VOYAGEURS IMMOBILES

Irish travellers


This post is also available in: Anglais

Irlande 2015 / 2017

« Voyageurs Immobiles » raconte le quotidien doux-amer de trois générations de nomades devenus sédentaires au cours de la deuxième moitié du XX siècle.

Minorité ethnique de tradition nomade depuis le moyen-âge, cette communauté se composait de paysans ambulants qui se déplaçaient en roulotte avec leurs chevaux en terre irlandaise. De nos jours, ils seraient 25 000 à vivre dans le Sud et 1500 dans le Nord de l’Irlande.

Les Travellers possèdent leur propre langage, valeurs et codes, en-dehors des us et coutumes de la société irlandaise. Marginalisés et exclus, ils vivent pour la majorité en caravanes, dans des camps en périphérie des villes et en marge de la société. Bien que le gouvernement ait mis à leur disposition des aires d’accueil où les caravanes peuvent s’installer, certains campements n’ont pas l’eau courante. Ellen et Paddy que j’ai rencontrés pour le reportage vivent dans un logement social à l’intérieur d’un camp à Cashel. Comme une grande majorité de cette population, ils sont au chômage et vivent des aides sociales. Les familles se sédentarisent dans un mode de vie précaire.

Le 1er mars 2017, l’état irlandais officialise leur statut de minorité ethnique, un premier pas important pour les Travellers en quête d’égalité au sein de la société.
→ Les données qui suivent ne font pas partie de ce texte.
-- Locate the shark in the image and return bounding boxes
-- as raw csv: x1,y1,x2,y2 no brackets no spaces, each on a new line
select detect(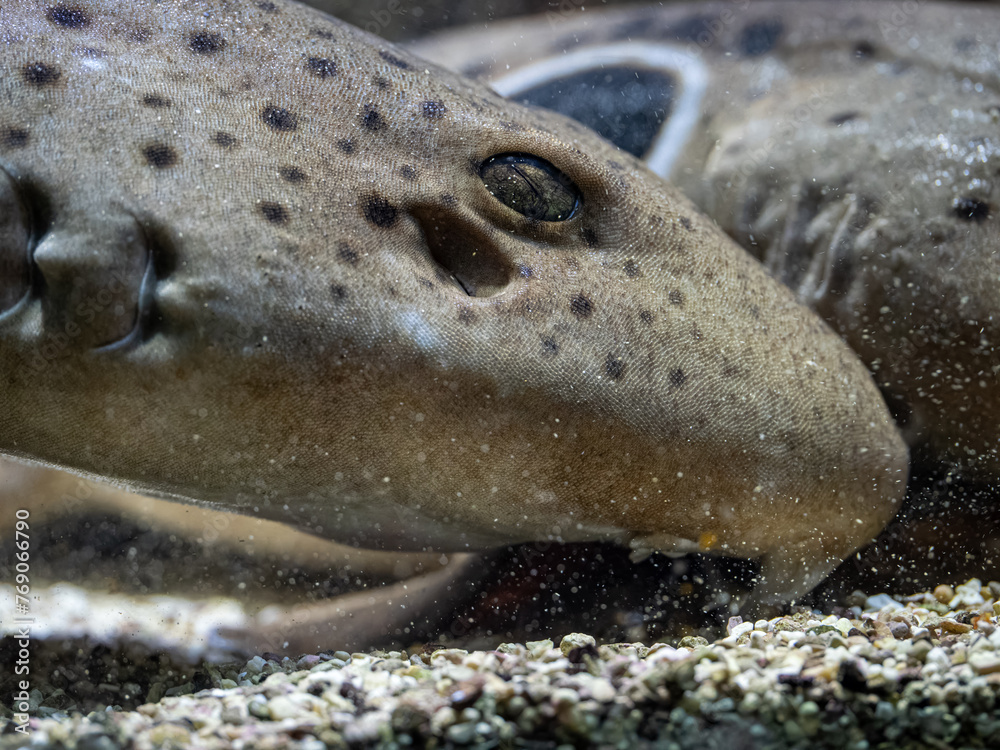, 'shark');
413,0,1000,481
0,0,905,652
Les membres de la communauté dans laquelle vivent Ellen et Paddy ont instauré leurs propres règles, inventé une répartition des rôles spécifique en fonction des sexes. Les enfants, désormais tous scolarisés, tiennent des places précises selon leur ordre dans la fratrie. Paddy fils, l’aîné, s’occupe des chiens pour la chasse aux lapins, ou des chevaux qui paissent tranquillement dans leur jardin. Paddy père entretient une relation particulière avec son cheval, une complicité ancestrale. Les Travellers ont toujours détenu des chevaux pour participer au travail agricole, ou simplement pour tirer leurs roulottes. En tant qu’ancien boxeur, Paddy collectionne les médailles et les trophées. La boxe est le sport favori de cette communauté depuis des générations et la plupart des hommes la pratique. Melissa aide sa mère, Ellen, à s’occuper de ses huit enfants. Le nombre élevé d’enfants dans une fratrie est commun chez les Travellers.

Mon souhait est de montrer des modes de vies singuliers et plus simplement l’Autre dans ce qu’il est. C’est ce que mes photographies veulent exprimer.
C’est pendant l’hiver 2015, au cours de mon premier voyage en Irlande, que j’entends parler des Travellers. De nature sensible aux conditions des minorités ethniques et des personnes exclues, le mépris exprimé par une partie de la population irlandaise à leur égard m’encourage à les rencontrer. C’est ainsi que j’ai fait la rencontre d’Ellen et Paddy. En 2016 et 2017, je retourne à plusieurs reprises en Irlande dans le but de rencontrer d’autres familles – on m’offre souvent un thé dans une caravane – mais seul ce couple et surtout leur huit enfants m’ont permit un réel contact avec cette communauté. Aujourd’hui, nous sommes toujours en contact. J’attends que les enfants grandissent pour pouvoir approcher le monde de l’adolescence dans cette communauté.

J’ai abordé ce sujet avec un hybride de chez Fujifilm qui me permet d’être discrète et saisir de réelles scènes de vie. L’usage du grand angle me permet de ne pas dissocier le sujet de son environnement qui participe à définir l’identité des individus. Les recherches consacrées aux Travellers sont rares et les Travellers eux-même n’ont qu’une idée vague de leur origine. En ce sens, le noir et blanc reflète bien le flou qui règne autour de leur histoire.